Tal y como el agua caía del cielo, aquella tarde de tormenta, cayó la
lluvia de su pelo sobre mi cara en torrentes oceánicos de ondulado
terciopelo. Era entonces mi tormento, una vieja herida sin sanar sobre
mi pecho. Mis manos extendidas trataban de asir el sueño inalcanzable de
su rostro.
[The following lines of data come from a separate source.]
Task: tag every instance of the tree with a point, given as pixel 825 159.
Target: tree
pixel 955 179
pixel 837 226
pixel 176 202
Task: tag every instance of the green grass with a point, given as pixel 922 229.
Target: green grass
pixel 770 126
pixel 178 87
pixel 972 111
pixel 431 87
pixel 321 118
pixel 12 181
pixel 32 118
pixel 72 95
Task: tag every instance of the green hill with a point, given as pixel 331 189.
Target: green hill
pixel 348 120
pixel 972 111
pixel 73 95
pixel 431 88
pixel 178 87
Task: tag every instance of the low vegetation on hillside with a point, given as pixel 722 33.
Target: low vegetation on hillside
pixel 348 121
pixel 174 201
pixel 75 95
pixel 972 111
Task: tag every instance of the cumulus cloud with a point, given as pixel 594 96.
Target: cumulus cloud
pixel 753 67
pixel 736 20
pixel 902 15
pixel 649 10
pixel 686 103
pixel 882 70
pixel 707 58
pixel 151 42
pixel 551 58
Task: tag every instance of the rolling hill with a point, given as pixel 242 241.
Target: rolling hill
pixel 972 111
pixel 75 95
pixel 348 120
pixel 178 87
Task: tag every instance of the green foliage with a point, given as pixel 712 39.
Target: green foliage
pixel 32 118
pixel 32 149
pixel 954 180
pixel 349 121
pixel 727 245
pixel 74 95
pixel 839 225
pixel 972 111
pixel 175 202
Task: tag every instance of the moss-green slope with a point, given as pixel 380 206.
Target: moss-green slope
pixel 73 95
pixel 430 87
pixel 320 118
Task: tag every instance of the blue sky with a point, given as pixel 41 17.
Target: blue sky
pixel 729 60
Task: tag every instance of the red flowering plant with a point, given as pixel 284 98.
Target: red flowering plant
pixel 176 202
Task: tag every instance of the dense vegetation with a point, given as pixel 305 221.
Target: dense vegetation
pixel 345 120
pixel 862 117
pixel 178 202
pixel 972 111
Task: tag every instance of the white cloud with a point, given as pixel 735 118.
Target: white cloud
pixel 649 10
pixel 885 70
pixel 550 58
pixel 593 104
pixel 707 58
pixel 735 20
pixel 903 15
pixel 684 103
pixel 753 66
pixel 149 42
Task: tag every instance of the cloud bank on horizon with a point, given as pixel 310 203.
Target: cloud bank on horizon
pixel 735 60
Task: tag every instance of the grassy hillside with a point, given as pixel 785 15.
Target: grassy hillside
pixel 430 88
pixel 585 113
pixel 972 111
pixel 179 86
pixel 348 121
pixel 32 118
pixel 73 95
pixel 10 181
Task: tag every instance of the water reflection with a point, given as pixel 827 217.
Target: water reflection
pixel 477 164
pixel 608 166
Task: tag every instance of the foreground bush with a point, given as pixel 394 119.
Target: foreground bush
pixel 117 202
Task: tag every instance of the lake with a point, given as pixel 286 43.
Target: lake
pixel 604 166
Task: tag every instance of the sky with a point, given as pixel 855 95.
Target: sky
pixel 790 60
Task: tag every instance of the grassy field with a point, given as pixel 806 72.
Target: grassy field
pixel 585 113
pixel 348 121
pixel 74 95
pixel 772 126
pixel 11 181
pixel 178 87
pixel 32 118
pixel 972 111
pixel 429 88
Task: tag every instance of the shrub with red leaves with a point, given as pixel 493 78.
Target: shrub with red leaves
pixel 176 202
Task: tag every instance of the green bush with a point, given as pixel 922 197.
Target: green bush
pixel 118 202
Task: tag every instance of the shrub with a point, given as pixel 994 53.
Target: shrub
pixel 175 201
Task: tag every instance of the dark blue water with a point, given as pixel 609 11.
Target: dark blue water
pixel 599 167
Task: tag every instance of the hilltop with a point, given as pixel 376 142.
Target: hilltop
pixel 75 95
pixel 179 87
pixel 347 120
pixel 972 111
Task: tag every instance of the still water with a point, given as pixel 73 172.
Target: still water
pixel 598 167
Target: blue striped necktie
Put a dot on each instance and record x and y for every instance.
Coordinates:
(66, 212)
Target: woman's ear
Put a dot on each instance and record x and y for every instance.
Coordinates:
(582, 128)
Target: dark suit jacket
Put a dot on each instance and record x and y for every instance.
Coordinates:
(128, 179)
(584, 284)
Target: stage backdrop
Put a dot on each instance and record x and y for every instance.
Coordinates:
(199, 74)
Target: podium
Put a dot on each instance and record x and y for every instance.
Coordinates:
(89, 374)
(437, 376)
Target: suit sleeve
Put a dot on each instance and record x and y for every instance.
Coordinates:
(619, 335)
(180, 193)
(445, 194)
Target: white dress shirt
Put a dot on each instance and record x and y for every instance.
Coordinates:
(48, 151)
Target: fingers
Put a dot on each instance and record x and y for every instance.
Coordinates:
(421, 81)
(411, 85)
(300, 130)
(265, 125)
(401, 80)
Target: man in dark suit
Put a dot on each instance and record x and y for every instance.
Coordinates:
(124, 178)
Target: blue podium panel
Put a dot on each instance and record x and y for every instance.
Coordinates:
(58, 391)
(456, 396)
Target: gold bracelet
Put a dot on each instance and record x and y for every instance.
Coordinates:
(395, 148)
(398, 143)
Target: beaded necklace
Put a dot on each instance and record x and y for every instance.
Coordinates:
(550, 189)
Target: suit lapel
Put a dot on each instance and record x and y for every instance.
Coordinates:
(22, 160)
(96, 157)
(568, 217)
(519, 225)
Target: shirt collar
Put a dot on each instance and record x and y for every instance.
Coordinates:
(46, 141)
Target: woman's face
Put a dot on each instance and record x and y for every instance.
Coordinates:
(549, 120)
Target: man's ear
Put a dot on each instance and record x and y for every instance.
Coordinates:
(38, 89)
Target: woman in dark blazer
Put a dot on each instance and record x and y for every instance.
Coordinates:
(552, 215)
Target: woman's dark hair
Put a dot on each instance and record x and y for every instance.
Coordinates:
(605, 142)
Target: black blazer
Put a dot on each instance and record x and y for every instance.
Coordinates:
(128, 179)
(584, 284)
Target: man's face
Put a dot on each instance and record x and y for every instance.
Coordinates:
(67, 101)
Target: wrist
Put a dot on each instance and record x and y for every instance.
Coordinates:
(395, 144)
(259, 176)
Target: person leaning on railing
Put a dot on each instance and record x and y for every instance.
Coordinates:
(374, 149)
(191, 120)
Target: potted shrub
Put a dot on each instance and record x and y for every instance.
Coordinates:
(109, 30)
Dos círculos concéntricos de eternidad azul dejaban escapar
el brillo tímido de una lágrima en el borde pupilar del universo. No fue
un sueño, hoy lo sé porque siempre he sido dueño de la nada
cabalgando caminos de espada y esperanza. Relámpagos homicidas de
sombras desvelaron en la alfombra el encuentro de dos almas. Truenos de
voz ronca, quebrada como rugidos de mar mordiendo rocas, gritaron que el
amor es imposible mientras que yo, impasible, quedé rehén en el vaivén
de sus caderas. Cabalgué praderas prohibidas mientras el caballo loco
de mi alma saltaba troncos de añoranza. La esperanza se volvió violeta y
vestida, mujer fría y coqueta, en esta singular manera, me dijo adiós
en el ocaso púrpura del horizonte de mis recuerdos.